Visiting Assistant Professor
Communication Sciences and Disorders
University of Wisconsin-Madison
Topic: Cortical Encoding of Discrete Prosodic Patterns in Continuous Speech
Prosodic patterns carry crucial information for disambiguating the linguistic and affective cues to convey a coherent structure of the talker’s intended message to the listener. These prosodic patterns provide important contextual cues and help bind information across different segmental speech units for efficient perception. Prior neuroimaging work using intracerebral recordings shows that diffuse sites in the superior temporal gyrus (STG) and middle temporal gyrus (MTG) encode intonational categories at sentential levels. However, the larger sentential level prosody consists of short timescale pitch inflections operating at pre-lexical levels tied to the stressed syllables that form discrete prosodic categories of pitch accents, and shift the attentional focus of a sentence and cue salience and contrastive information. These pitch accents are fundamental components of prosody in languages such as English. We leveraged the high spatio-temporal resolution of intracerebral recordings in 8(2 female) human participants to study the cortical encoding of pitch accents in continuous speech. Cortical activity at electrodes in the bilateral Heschl’s gyrus selectively represented the pitch accents. The encoding of the pitch accents could not be explained only by the spectrotemporal acoustic cues, suggesting a higher order abstract representation of the pitch accents in the brain.

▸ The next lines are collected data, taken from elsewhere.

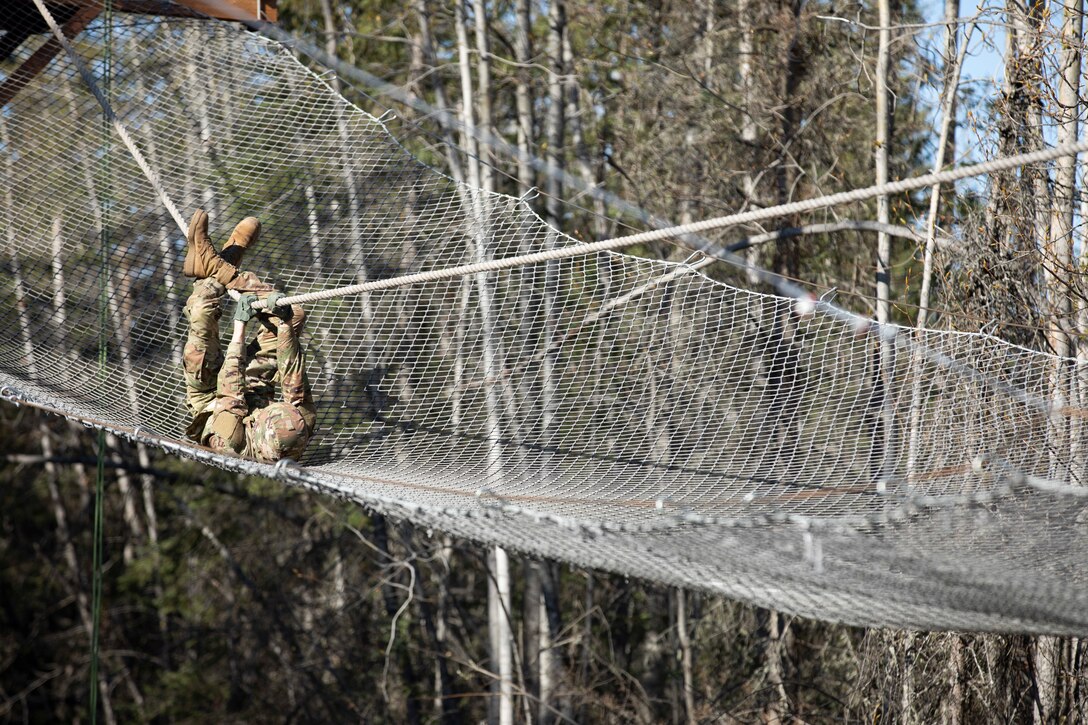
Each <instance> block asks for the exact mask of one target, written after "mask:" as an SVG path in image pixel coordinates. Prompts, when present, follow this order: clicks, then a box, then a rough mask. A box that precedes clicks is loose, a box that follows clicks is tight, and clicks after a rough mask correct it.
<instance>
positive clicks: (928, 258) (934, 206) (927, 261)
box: [906, 0, 975, 484]
mask: <svg viewBox="0 0 1088 725" xmlns="http://www.w3.org/2000/svg"><path fill="white" fill-rule="evenodd" d="M957 17H959V0H947V2H945V22H948V23H949V25H948V26H947V30H945V32H947V37H945V49H947V50H948V52H949V53H954V54H949V56H945V59H944V63H945V71H944V88H943V90H942V94H941V131H940V136H939V138H938V140H937V151H936V153H935V156H934V167H932V171H934V172H935V173H936V172H938V171H940V170H941V168H942V161H943V160H947V159H948V158H949V156H950V149H951V148H954V146H955V137H954V136H955V97H956V91H957V89H959V86H960V72H961V70H962V69H963V62H964V58H965V57H966V54H967V48H968V46H969V45H970V36H972V33H973V30H974V28H975V24H974V23H972V24H970V25H968V26H967V29H966V32H965V33H964V39H963V45H962V46H961V47H960V50H959V52H957V51H956V35H957V27H956V25H955V22H956V19H957ZM940 195H941V185H940V184H935V185H934V186H932V187H931V188H930V191H929V212H928V216H927V217H926V241H925V246H924V253H923V267H922V290H920V292H919V293H918V318H917V322H916V327H917V330H918V331H919V334H920V331H923V330H925V329H926V325H927V324H928V321H929V291H930V286H931V281H932V275H934V254H935V253H936V248H937V219H938V210H939V208H940V206H939V205H940ZM916 362H917V365H916V366H915V367H914V374H913V382H912V390H911V420H910V432H908V433H907V435H908V440H907V454H906V476H907V484H913V483H914V474H915V468H916V466H917V456H918V446H919V444H920V441H919V434H920V427H922V382H923V376H924V369H923V367H922V361H920V360H917V361H916Z"/></svg>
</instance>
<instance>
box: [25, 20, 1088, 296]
mask: <svg viewBox="0 0 1088 725" xmlns="http://www.w3.org/2000/svg"><path fill="white" fill-rule="evenodd" d="M34 3H35V4H36V5H37V8H38V10H39V12H40V13H41V15H42V17H44V19H45V20H46V22H47V23H48V24H49V27H50V29H51V30H52V32H53V35H54V36H57V39H58V41H59V42H60V44H61V45H62V47H63V48H64V50H65V52H66V53H67V56H69V57H70V58H71V59H72V62H73V63H74V64H75V65H76V67H77V69H78V71H79V74H81V76H82V77H83V79H84V82H85V83H86V84H87V86H88V87H89V88H90V91H91V94H94V96H95V98H96V99H97V100H98V102H99V103H100V105H101V106H102V109H103V112H104V113H106V114H107V115H108V116H109V119H110V120H111V121H112V123H113V127H114V128H115V130H116V132H118V135H119V136H120V137H121V139H122V142H123V143H124V145H125V148H126V149H127V150H128V152H129V153H131V155H132V157H133V159H134V160H135V161H136V163H137V164H138V165H139V168H140V170H141V171H143V172H144V174H145V175H146V176H147V180H148V182H149V183H150V184H151V186H152V188H153V189H154V192H156V194H157V195H158V196H159V198H160V199H161V201H162V205H163V207H165V209H166V210H168V212H169V213H170V216H171V217H172V218H173V219H174V222H175V223H176V224H177V228H178V230H181V232H182V233H183V234H185V233H186V232H187V229H188V225H187V223H186V222H185V220H184V218H183V217H182V214H181V212H180V211H178V210H177V207H176V206H175V205H174V202H173V200H172V199H171V198H170V196H169V194H166V192H165V188H164V187H163V184H162V182H161V180H160V179H159V176H158V174H157V173H156V172H154V170H153V169H152V168H151V167H150V164H148V162H147V160H146V158H145V157H144V155H143V152H141V151H140V150H139V147H138V146H137V145H136V143H135V142H134V140H133V139H132V136H131V135H129V134H128V131H127V128H125V126H124V124H123V123H121V121H120V120H118V118H116V115H115V114H114V113H113V110H112V107H111V106H110V101H109V99H108V98H106V96H104V95H103V94H102V91H101V89H100V88H99V87H98V83H97V82H96V81H95V78H94V75H92V74H91V73H90V72H89V70H88V69H87V67H86V64H85V63H84V62H83V61H82V60H81V59H79V57H78V54H77V53H76V52H75V49H74V48H73V47H72V45H71V44H70V42H69V40H67V38H66V37H65V36H64V33H63V32H62V30H61V28H60V26H59V25H58V24H57V22H55V20H53V17H52V15H51V14H50V12H49V10H48V8H47V7H46V5H45V4H44V2H42V0H34ZM1085 151H1088V139H1085V140H1080V142H1077V143H1075V144H1067V145H1063V146H1054V147H1050V148H1044V149H1040V150H1037V151H1030V152H1026V153H1017V155H1013V156H1006V157H1000V158H997V159H990V160H988V161H984V162H980V163H975V164H968V165H963V167H957V168H955V169H948V170H944V171H939V172H936V173H929V174H923V175H919V176H913V177H910V179H904V180H900V181H895V182H889V183H886V184H875V185H873V186H866V187H862V188H855V189H852V191H848V192H838V193H834V194H828V195H824V196H819V197H814V198H812V199H803V200H800V201H791V202H788V204H782V205H776V206H771V207H764V208H762V209H753V210H750V211H744V212H739V213H733V214H726V216H722V217H714V218H710V219H704V220H701V221H697V222H690V223H687V224H677V225H672V226H666V228H662V229H656V230H651V231H646V232H639V233H635V234H629V235H623V236H618V237H614V238H611V239H603V241H598V242H589V243H582V244H573V245H569V246H565V247H558V248H556V249H552V250H547V251H540V253H533V254H528V255H520V256H515V257H506V258H502V259H491V260H486V261H481V262H472V263H468V265H461V266H458V267H452V268H447V269H441V270H429V271H425V272H417V273H415V274H405V275H400V277H395V278H386V279H383V280H372V281H368V282H363V283H360V284H354V285H347V286H343V287H335V288H331V290H322V291H319V292H311V293H307V294H300V295H289V296H285V297H283V298H282V299H281V300H280V303H279V304H280V305H293V304H304V303H310V302H319V300H324V299H333V298H336V297H344V296H347V295H354V294H362V293H367V292H378V291H381V290H393V288H397V287H401V286H407V285H411V284H419V283H425V282H436V281H442V280H449V279H456V278H459V277H468V275H471V274H479V273H481V272H492V271H498V270H503V269H510V268H514V267H524V266H529V265H537V263H541V262H545V261H552V260H558V259H569V258H572V257H579V256H584V255H591V254H596V253H599V251H611V250H615V249H618V248H621V247H625V246H632V245H635V244H644V243H647V242H656V241H663V239H670V238H676V237H684V236H688V235H694V234H700V233H702V232H707V231H712V230H717V229H724V228H728V226H735V225H740V224H746V223H752V222H758V221H766V220H768V219H775V218H779V217H787V216H791V214H796V213H802V212H806V211H814V210H817V209H824V208H829V207H836V206H840V205H844V204H851V202H856V201H865V200H868V199H873V198H876V197H879V196H886V195H892V194H901V193H905V192H912V191H916V189H919V188H924V187H927V186H932V185H935V184H947V183H951V182H955V181H960V180H963V179H972V177H975V176H984V175H988V174H991V173H996V172H999V171H1005V170H1009V169H1014V168H1017V167H1022V165H1027V164H1030V163H1039V162H1043V161H1050V160H1053V159H1058V158H1062V157H1067V156H1076V155H1078V153H1081V152H1085ZM719 259H721V260H722V261H727V262H729V263H732V265H735V266H739V267H742V268H745V269H750V268H751V266H750V265H749V263H747V262H746V261H745V260H742V259H740V258H739V257H735V256H734V255H731V254H726V255H722V256H721V257H719ZM755 271H756V272H757V274H759V275H761V277H763V278H765V281H767V282H770V283H771V284H774V285H775V286H776V288H779V290H780V291H781V292H784V293H787V294H789V296H793V297H796V298H803V297H805V296H806V293H805V292H804V291H803V290H801V288H800V287H796V286H794V285H788V286H787V287H786V288H782V283H781V280H780V278H779V277H778V275H777V274H775V273H772V272H769V271H767V270H755ZM264 306H265V305H264V303H263V300H259V302H257V303H256V304H255V305H254V308H255V309H263V308H264Z"/></svg>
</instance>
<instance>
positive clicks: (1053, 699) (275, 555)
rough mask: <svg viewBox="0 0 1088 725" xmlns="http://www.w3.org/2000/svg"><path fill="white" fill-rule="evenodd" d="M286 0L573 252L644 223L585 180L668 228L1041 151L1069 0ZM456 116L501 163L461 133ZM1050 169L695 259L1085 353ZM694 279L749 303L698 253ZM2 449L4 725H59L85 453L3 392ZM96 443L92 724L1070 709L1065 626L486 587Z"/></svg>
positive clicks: (1062, 56) (898, 719)
mask: <svg viewBox="0 0 1088 725" xmlns="http://www.w3.org/2000/svg"><path fill="white" fill-rule="evenodd" d="M280 11H281V23H282V26H283V27H284V28H285V29H287V30H288V32H290V33H294V34H296V35H298V36H300V37H304V38H307V39H309V40H310V41H311V42H313V44H316V45H318V46H319V47H320V48H322V49H324V51H325V52H326V53H329V54H330V56H333V57H336V58H338V59H339V60H342V61H343V62H344V63H346V64H348V65H351V66H358V67H360V69H363V70H366V71H367V72H369V73H370V74H372V75H374V76H378V77H380V78H383V79H384V81H386V82H387V83H390V84H393V86H395V87H397V88H399V89H400V91H401V93H400V95H399V96H397V97H392V96H390V95H383V93H382V90H381V89H379V88H376V87H372V86H367V85H362V84H359V83H357V82H355V81H353V77H354V76H350V74H342V76H343V77H341V78H337V79H335V81H334V83H336V84H337V85H338V86H339V87H341V90H342V91H343V93H344V95H345V96H346V97H347V98H349V99H350V100H351V101H353V102H355V103H357V105H358V106H360V107H361V108H363V109H366V110H368V111H370V112H372V113H374V114H375V115H380V114H382V113H384V112H385V111H386V110H387V109H393V110H395V111H396V113H397V119H396V121H394V122H393V124H392V126H393V131H394V133H395V134H396V135H397V136H398V138H400V139H401V140H403V143H405V145H406V146H407V147H408V148H409V149H411V150H412V151H413V152H415V153H416V155H417V156H418V157H419V158H420V159H422V160H424V161H425V162H428V163H430V164H432V165H434V167H435V168H438V169H442V170H444V171H446V172H447V173H449V174H452V175H454V176H457V177H460V179H474V180H479V182H480V184H481V185H484V186H487V187H490V188H494V189H496V191H500V192H505V193H508V194H511V195H515V196H520V195H521V194H523V193H524V192H526V191H528V189H529V188H536V189H537V191H539V196H537V197H536V199H535V200H534V204H535V205H536V206H537V207H539V210H540V213H541V214H542V216H543V217H544V218H545V219H546V220H548V222H549V223H552V224H553V225H554V226H556V228H558V229H560V230H562V231H565V232H567V233H568V234H571V235H572V236H574V237H577V238H585V239H596V238H607V237H611V236H616V235H618V234H621V233H623V232H625V231H629V230H639V229H643V228H644V226H645V219H639V218H636V217H634V216H632V214H630V213H625V212H622V211H620V210H618V209H617V208H616V207H615V206H614V205H611V204H609V202H608V201H606V200H604V199H602V198H601V195H598V194H592V193H589V192H588V191H586V189H605V191H607V192H609V193H611V194H614V195H616V196H617V197H620V198H625V199H627V200H629V201H632V202H634V204H635V205H638V207H641V208H642V209H643V210H644V213H645V214H647V217H648V216H651V214H652V216H654V217H658V218H662V219H670V220H672V221H676V222H685V221H691V220H696V219H701V218H705V217H712V216H719V214H724V213H728V212H732V211H740V210H743V209H747V208H755V207H762V206H770V205H775V204H781V202H786V201H789V200H794V199H802V198H807V197H812V196H817V195H820V194H825V193H829V192H834V191H841V189H846V188H853V187H857V186H865V185H869V184H871V183H874V182H875V181H878V180H880V179H897V177H904V176H907V175H913V174H917V173H920V172H924V171H928V170H931V169H934V168H940V167H944V165H948V164H952V163H959V162H962V161H964V160H977V159H982V158H989V157H992V156H994V155H998V153H1012V152H1018V151H1024V150H1031V149H1036V148H1040V147H1042V146H1043V145H1052V144H1054V143H1062V142H1067V140H1070V139H1075V138H1077V136H1078V127H1079V126H1078V124H1079V122H1080V119H1081V118H1083V114H1084V109H1085V102H1084V86H1085V84H1084V83H1083V82H1081V77H1083V71H1081V50H1083V44H1084V38H1083V25H1081V23H1083V0H1066V1H1065V2H1064V4H1063V3H1060V2H1046V1H1038V0H1028V1H1027V2H1019V1H1017V0H1009V1H1007V2H986V3H984V4H982V5H980V7H967V5H963V4H961V3H960V2H959V1H957V0H948V1H947V2H944V3H943V4H941V5H936V4H923V3H918V2H915V1H914V0H910V1H906V2H886V1H885V0H880V2H832V1H827V0H770V1H768V2H755V1H754V0H685V1H671V2H670V1H668V0H652V1H647V2H623V1H606V2H599V1H592V2H591V1H588V0H542V1H541V2H532V1H530V0H492V2H489V3H482V2H480V0H477V1H475V2H470V1H469V0H462V1H461V2H460V3H458V4H453V3H449V2H442V3H440V2H436V1H435V0H411V2H407V3H404V2H392V1H388V0H350V1H334V0H281V3H280ZM972 58H975V59H978V58H982V59H985V62H984V63H982V64H981V65H979V61H978V60H976V61H975V64H974V65H972V64H970V59H972ZM965 62H966V63H967V69H968V72H966V73H965V74H963V75H961V74H960V72H959V70H960V69H961V66H962V65H963V64H964V63H965ZM979 67H985V69H986V70H987V71H988V70H990V69H992V72H993V74H992V77H987V76H977V75H976V76H975V77H973V76H972V73H970V70H972V69H974V70H975V72H976V74H977V73H978V69H979ZM0 70H4V71H8V72H10V69H9V67H3V69H0ZM466 100H467V102H466ZM424 103H425V105H426V106H428V107H430V108H432V109H440V110H448V111H449V112H450V113H452V114H453V115H454V116H456V118H457V119H459V120H460V122H461V123H459V124H454V125H452V126H443V125H442V124H441V123H440V120H441V114H437V113H433V112H431V113H429V112H423V111H421V110H420V109H423V108H425V107H424V106H423V105H424ZM467 111H471V114H470V116H471V119H472V121H473V122H474V123H475V124H477V125H478V126H479V127H480V128H481V130H483V131H484V132H485V133H490V134H494V135H496V136H499V137H502V138H504V139H505V140H506V142H507V143H508V144H510V145H514V146H516V147H518V148H519V149H521V150H522V151H523V152H524V153H523V156H522V157H521V158H522V160H521V161H520V162H519V160H518V158H515V157H510V156H508V155H504V153H502V152H499V151H498V150H496V149H495V148H493V147H489V146H487V145H485V144H484V145H478V143H477V142H475V140H474V139H473V137H472V136H471V135H469V134H467V133H466V132H465V124H463V122H465V121H466V119H467V118H469V114H468V113H467ZM528 155H533V156H537V157H540V158H542V159H544V160H545V161H547V162H548V163H549V164H551V165H553V167H554V168H557V169H561V170H564V171H566V172H568V173H569V174H570V175H571V176H572V177H573V180H574V182H577V183H574V182H564V181H560V180H559V177H558V176H557V175H548V174H543V173H541V172H540V171H539V170H535V169H534V168H532V167H531V165H530V164H528V163H526V162H524V158H526V157H527V156H528ZM478 161H479V163H478ZM1078 174H1079V170H1078V169H1077V168H1076V167H1075V165H1073V164H1071V163H1066V162H1063V161H1059V162H1054V163H1052V164H1050V165H1048V167H1037V168H1027V169H1024V170H1022V171H1018V172H1009V173H1005V174H1001V175H997V176H994V177H993V179H991V180H989V183H984V182H978V183H974V184H972V183H964V184H961V185H959V186H957V187H956V188H955V189H954V191H953V189H948V188H945V189H943V194H942V195H939V196H937V197H936V198H937V204H936V205H934V204H932V202H931V200H932V199H934V198H935V197H934V195H932V194H931V193H930V191H927V192H925V193H919V194H916V195H914V196H910V197H897V198H891V199H889V200H888V201H887V202H880V201H877V202H873V204H870V205H854V206H852V207H844V208H841V209H833V210H828V211H827V212H824V213H823V214H819V216H808V217H805V218H795V219H782V220H779V221H778V222H776V223H775V225H774V226H765V228H758V229H756V228H753V229H747V230H731V231H730V232H729V234H730V235H731V236H727V237H722V238H721V239H720V241H721V242H724V243H730V242H735V241H737V239H739V238H741V237H742V236H747V237H750V238H754V239H757V241H758V239H762V241H763V242H762V243H759V244H756V245H754V246H752V247H751V248H749V249H747V250H746V251H745V253H744V254H745V255H746V256H747V259H749V260H750V261H751V262H753V263H756V265H759V266H763V267H766V268H768V269H771V270H774V271H776V272H778V273H780V274H782V275H786V277H788V278H790V279H792V280H794V281H796V282H799V283H801V284H803V285H805V286H806V287H808V288H809V290H811V291H812V292H813V293H814V294H816V295H834V298H836V299H837V300H838V302H839V303H840V304H842V305H843V306H845V307H848V308H850V309H853V310H855V311H858V312H862V314H865V315H868V316H873V317H876V318H878V319H882V320H890V321H895V322H900V323H903V324H911V325H919V327H936V328H942V329H957V330H978V329H981V328H986V329H987V330H988V331H990V332H992V333H994V334H998V335H1000V336H1002V337H1004V339H1006V340H1010V341H1013V342H1016V343H1019V344H1023V345H1026V346H1029V347H1033V348H1037V349H1043V351H1048V352H1052V353H1056V354H1060V355H1067V356H1077V357H1081V358H1083V357H1086V356H1088V353H1086V351H1085V349H1084V345H1085V342H1084V341H1085V340H1088V311H1086V310H1088V303H1086V300H1088V297H1086V295H1085V285H1084V283H1083V282H1081V280H1080V274H1079V271H1080V269H1081V260H1080V258H1079V255H1080V254H1081V253H1083V251H1084V250H1085V249H1086V245H1085V243H1084V242H1085V233H1084V226H1083V220H1084V219H1086V218H1088V197H1086V196H1085V194H1084V192H1083V189H1084V179H1083V177H1081V176H1080V175H1078ZM874 222H875V223H874ZM829 225H830V228H831V229H829ZM776 232H777V233H776ZM628 251H629V253H631V254H636V255H642V256H648V257H654V258H668V259H682V258H683V257H685V256H687V255H688V254H689V251H687V250H684V249H682V248H680V247H677V246H672V245H669V244H657V245H652V246H645V247H636V248H633V249H629V250H628ZM709 273H710V274H712V275H713V277H716V278H718V279H722V280H726V281H729V282H731V283H734V284H739V285H741V286H747V287H755V288H761V290H763V287H761V286H758V285H759V280H758V279H755V278H752V279H750V278H749V277H747V275H746V274H745V273H744V272H743V271H740V270H737V269H735V268H731V267H728V266H726V265H718V266H716V267H714V268H710V272H709ZM0 440H2V441H3V444H2V448H0V455H2V458H0V718H2V720H4V721H11V722H55V721H61V722H74V721H78V720H83V718H85V717H87V706H88V695H89V687H90V684H89V681H90V677H91V675H90V668H89V663H90V656H89V644H88V642H89V637H90V623H91V617H92V614H91V610H90V587H91V582H90V552H91V532H92V526H91V524H92V517H91V511H92V494H94V487H92V480H91V479H92V476H94V470H92V469H94V466H95V465H96V457H95V452H96V435H95V434H94V433H92V432H91V431H89V430H87V429H85V428H83V427H81V426H75V425H72V423H69V422H67V421H65V420H63V419H59V418H54V417H50V416H47V415H44V414H41V413H39V411H36V410H34V409H32V408H27V407H18V408H16V407H13V406H10V405H3V406H2V407H0ZM110 446H111V450H110V458H109V460H108V462H107V469H108V479H107V501H106V531H107V542H106V552H104V553H106V566H104V582H103V602H104V605H103V609H102V612H101V627H102V629H101V637H102V641H101V663H100V666H99V667H98V673H97V679H98V681H97V684H96V685H95V686H96V687H97V690H98V696H99V704H100V712H99V715H100V716H101V717H102V718H103V722H109V723H114V722H147V721H157V722H174V721H200V722H203V721H215V722H273V721H302V722H311V721H321V722H327V721H362V722H374V723H381V722H390V723H405V722H411V723H415V722H419V723H422V722H442V723H457V722H479V721H481V720H487V721H491V722H500V721H503V720H507V718H510V717H514V718H517V720H518V721H524V722H533V723H555V722H579V723H583V722H584V723H590V722H625V723H626V722H638V723H658V722H667V723H700V722H725V723H730V722H855V721H856V722H881V723H882V722H905V723H910V722H938V721H942V722H950V723H969V722H1001V723H1006V722H1007V723H1021V722H1024V723H1027V722H1035V723H1051V722H1088V690H1086V688H1088V662H1086V661H1085V660H1086V658H1085V644H1084V643H1083V642H1081V641H1080V640H1077V639H1065V638H1052V637H1038V638H1033V637H1024V636H1001V635H976V634H965V632H908V631H895V630H864V629H857V628H851V627H844V626H839V625H833V624H827V623H820V622H813V620H807V619H802V618H798V617H793V616H790V615H788V614H781V613H777V612H772V611H765V610H757V609H754V607H751V606H746V605H743V604H739V603H735V602H731V601H726V600H722V599H720V598H717V597H712V595H708V594H704V593H701V592H697V591H684V590H677V589H668V588H664V587H659V586H655V585H652V583H647V582H643V581H636V580H629V579H626V578H623V577H621V576H615V575H610V574H607V573H602V572H589V570H581V569H576V568H571V567H569V566H566V565H562V564H559V563H556V562H548V561H537V560H532V558H527V557H520V556H517V555H515V554H512V553H511V554H510V557H509V561H508V563H507V564H506V566H507V567H508V572H509V576H510V581H511V582H512V586H511V589H510V592H509V595H508V597H499V595H498V594H497V592H496V587H495V581H496V576H495V573H496V570H497V568H499V567H502V566H503V564H502V562H498V561H496V554H495V552H494V551H489V550H486V549H484V548H481V546H479V545H477V544H473V543H472V542H467V541H458V540H453V539H450V538H449V537H446V536H444V534H442V532H434V531H421V530H417V529H413V528H411V527H410V526H407V525H405V524H400V523H396V521H390V520H385V519H383V518H382V517H379V516H372V515H370V514H369V513H368V512H366V511H363V509H360V508H359V507H357V506H354V505H348V504H342V503H339V502H336V501H333V500H330V499H326V497H322V496H319V495H316V494H312V493H307V492H304V491H298V490H290V489H285V488H283V487H282V486H281V484H279V483H273V482H270V481H268V480H264V479H254V478H245V477H239V476H236V475H233V474H227V472H224V471H220V470H215V469H210V468H206V467H202V466H200V465H199V464H195V463H189V462H184V460H178V459H175V458H172V457H170V456H168V455H165V454H161V453H157V452H154V451H151V450H141V451H137V450H136V448H135V447H134V446H132V445H129V444H127V443H125V442H123V441H120V440H114V439H111V440H110ZM504 643H505V646H504ZM504 692H512V697H504V696H503V693H504Z"/></svg>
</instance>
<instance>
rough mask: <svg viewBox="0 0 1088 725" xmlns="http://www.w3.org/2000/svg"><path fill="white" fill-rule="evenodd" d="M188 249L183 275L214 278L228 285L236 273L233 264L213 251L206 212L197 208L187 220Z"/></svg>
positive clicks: (187, 251)
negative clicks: (196, 209)
mask: <svg viewBox="0 0 1088 725" xmlns="http://www.w3.org/2000/svg"><path fill="white" fill-rule="evenodd" d="M185 241H186V242H188V249H187V250H186V251H185V266H184V267H183V268H182V271H183V272H184V273H185V277H194V278H196V279H198V280H203V279H206V278H209V277H210V278H214V279H215V281H217V282H219V283H220V284H226V285H228V284H230V282H231V281H232V280H234V278H236V277H237V275H238V270H237V268H236V267H235V266H234V265H231V263H228V262H227V261H226V260H224V259H223V258H222V257H220V256H219V254H218V253H217V251H215V248H214V247H213V246H211V241H209V239H208V212H206V211H205V210H203V209H197V210H196V213H194V214H193V219H191V220H189V230H188V233H187V234H186V236H185Z"/></svg>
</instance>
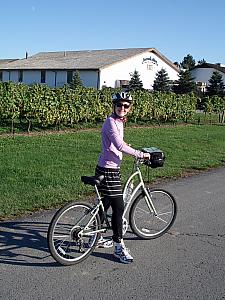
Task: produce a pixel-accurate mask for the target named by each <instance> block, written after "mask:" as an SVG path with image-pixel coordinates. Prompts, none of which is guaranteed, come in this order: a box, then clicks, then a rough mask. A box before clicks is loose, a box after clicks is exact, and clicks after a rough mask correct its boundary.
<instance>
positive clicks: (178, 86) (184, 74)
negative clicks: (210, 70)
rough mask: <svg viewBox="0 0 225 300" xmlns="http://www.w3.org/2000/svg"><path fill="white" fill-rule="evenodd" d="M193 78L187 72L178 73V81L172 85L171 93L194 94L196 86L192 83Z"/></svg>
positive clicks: (195, 84)
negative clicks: (191, 93) (171, 90)
mask: <svg viewBox="0 0 225 300" xmlns="http://www.w3.org/2000/svg"><path fill="white" fill-rule="evenodd" d="M193 79H194V78H192V77H191V73H190V71H189V70H185V71H183V70H181V71H180V73H179V79H178V80H177V82H176V83H175V84H174V85H173V91H174V92H175V93H177V94H188V93H191V92H196V90H197V88H196V84H195V82H194V81H193Z"/></svg>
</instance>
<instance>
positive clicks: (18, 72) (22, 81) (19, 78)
mask: <svg viewBox="0 0 225 300" xmlns="http://www.w3.org/2000/svg"><path fill="white" fill-rule="evenodd" d="M18 81H19V82H23V71H22V70H19V71H18Z"/></svg>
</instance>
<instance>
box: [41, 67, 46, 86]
mask: <svg viewBox="0 0 225 300" xmlns="http://www.w3.org/2000/svg"><path fill="white" fill-rule="evenodd" d="M45 81H46V71H45V70H41V83H45Z"/></svg>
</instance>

The representation of pitch accents showed spatial dissociation from the representation of segmental speech features along the superior temporal plane, suggesting distinct neural mechanisms underlying encoding of prosodic and phonetic speech features. The cortical locus of pitch accent processing in the hierarchically earlier regions is consistent with their pre-lexical role of forming attentional focus potentially facilitating subsequent lexical processing at higher levels in the system.